Thursday, November 5, 2009

Open Letter to Agents

If you readers don't mind, I'd like to take just this single post to address literary agents -- not because I hate them and would like to crush gingerbread men bearing their likenesses into a pulp of sandy crumbs and gumdrops, but because I have something important to say that I think gets overlooked.

Dear Agent,

I know you are overworked; I know you get thousands of query letters a month; and I know you reject 99.9% of them. I know you make your money off selling a writer's work, and I respect, understand and support your pickiness 100%. However, with much respect, I think you misunderstand us a little.

We are the authors who have the spine to write to you in the first place -- and in doing so, we *expect* rejection.

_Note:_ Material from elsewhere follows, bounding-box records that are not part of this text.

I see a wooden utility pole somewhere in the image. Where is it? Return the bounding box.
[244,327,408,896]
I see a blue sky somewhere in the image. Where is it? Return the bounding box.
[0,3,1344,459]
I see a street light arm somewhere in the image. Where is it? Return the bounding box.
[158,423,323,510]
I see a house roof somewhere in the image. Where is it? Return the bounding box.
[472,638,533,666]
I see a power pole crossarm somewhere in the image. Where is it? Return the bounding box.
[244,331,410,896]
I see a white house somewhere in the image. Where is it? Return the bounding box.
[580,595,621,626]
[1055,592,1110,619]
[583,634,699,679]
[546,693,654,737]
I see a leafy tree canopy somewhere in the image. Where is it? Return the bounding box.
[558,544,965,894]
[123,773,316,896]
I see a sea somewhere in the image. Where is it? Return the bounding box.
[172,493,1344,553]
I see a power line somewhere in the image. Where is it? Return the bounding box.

It's inherent and inevitable, and yet you insist on sugar-coating your rejection letters as if pleasantries soften the blow.

We take our stories that we've worked on for months and we willingly package them to be flayed and torn apart. It's crazy -- insane! -- for us to be so excited, joyous and nervous about having our heart broken and our 'baby' tossed aside into a sea of rejects, but we're lying to you and ourselves if we can't admit to encouraging the rejection all the same.

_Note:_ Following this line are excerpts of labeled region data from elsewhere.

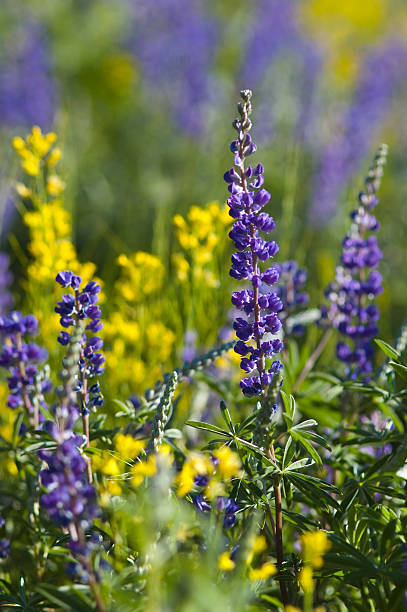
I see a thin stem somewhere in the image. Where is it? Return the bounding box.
[16,332,39,429]
[89,570,106,612]
[293,327,332,392]
[268,445,289,606]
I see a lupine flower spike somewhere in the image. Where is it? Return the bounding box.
[0,311,52,429]
[38,322,105,612]
[324,145,387,380]
[224,90,283,397]
[55,270,105,482]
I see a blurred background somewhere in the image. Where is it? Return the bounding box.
[0,0,407,394]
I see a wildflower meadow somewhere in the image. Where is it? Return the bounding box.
[0,0,407,612]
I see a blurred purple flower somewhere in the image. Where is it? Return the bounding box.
[0,252,13,316]
[0,21,55,129]
[241,0,322,140]
[130,0,218,134]
[310,43,407,225]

However, that said, we do not care for niceties -- just give it to us straight. We do not need hollow rejection letters with encouraging sentiments telling us to 'assume' you're wrong. And, most of all, we do not want to read page-long generic form letters addressed to 'Author' explaining what you look for in a book with veiled references to how ours did not fit the bill.

That's just mean, and it's not in the least bit helpful, especially when, deep down, we already know you're not right. Don't assume we need your encouragement -- the encouragement of a person who did not see the value in our art. All it engenders is irritability, hurt and an underlying gratitude that you *didn't* find our story interesting enough to pick up, because I can't image anyone would want someone who doesn't love their story to represent it to a publisher.

But, this doesn't mean us writers don't like getting letters from you. On the contrary, it's what keeps us checking our inboxes every 15 minutes of every single day until we get a response.

What do I propose, then? A form letter is fine -- but skip the shallow well-wishes. If you're not going to be specific as to why *my* story isn't piquing your interest, then I would like nothing more or less than a 'Thank you, but your story is not right for me at this time. Good luck.'

So, dear Agent, I appreciate your effort to be helpful and informative in a generic sense, but when it borders on cruel, just skip it altogether, please.

Thank you, and good luck in your search for willing authors to represent.